Portrait of a Life (or Many): Art Songs from the African Diaspora – Art Songs by African American and Black British Composers

Friday Oct 12th 2018 at 1pm

Nadine Benjamin (soprano) Michael Harper (speaker )  Nigel Foster (piano)

Even before the turn of the 20thcentury, there were African Americans and Black British composers creating art song from African, European  and other influences.  During the 1920s, the Harlem Renaissance brought a burgeoning of a new generation of  writers, artists, and  composers projecting a self-determined voice into the world in which they lived and the lives that they inhabited.

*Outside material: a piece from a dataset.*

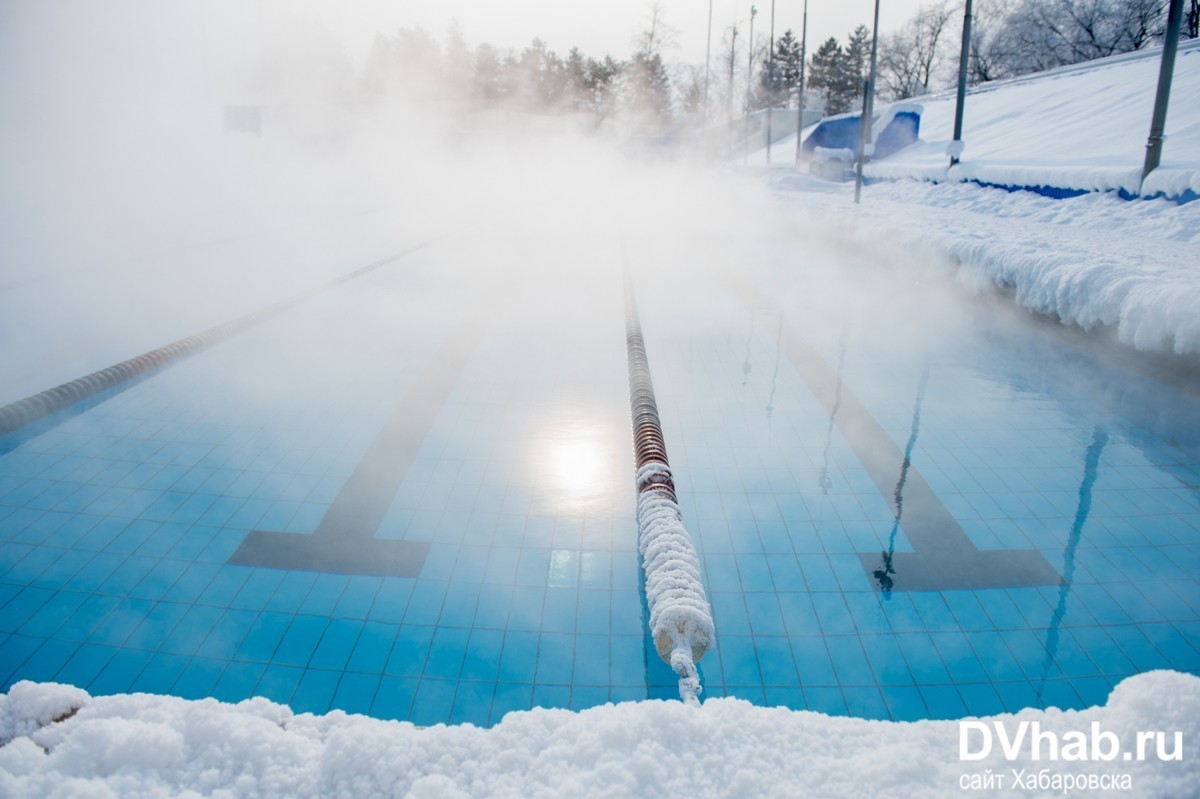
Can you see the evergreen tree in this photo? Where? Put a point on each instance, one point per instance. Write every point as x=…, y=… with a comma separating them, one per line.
x=826, y=76
x=856, y=62
x=781, y=77
x=649, y=88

This recital explores the art songs by African American and Black British composers and poets. It considers the works of some of the composers influenced by the history of the African Slave Trade and the insurrections against it, the Harlem Renaissance, and the movements for Civil Rights and equality – including Florence Price, Margaret Bonds, William Grant Still, and Undine Smith Moore, and British composers, Dominique Le Gendre, Shirley Thompson, Errollyn Wallen.  Their songs reveal a multitudinous approach to composition and employ both ancient and contemporary texts. These composers and poets have mined the rich seams of  African, European and other influences and reflect  through their song a portrait of a life (or many) in the African diaspora.  They have left us with a legacy of song that deserves a place in the canon of classical song literature.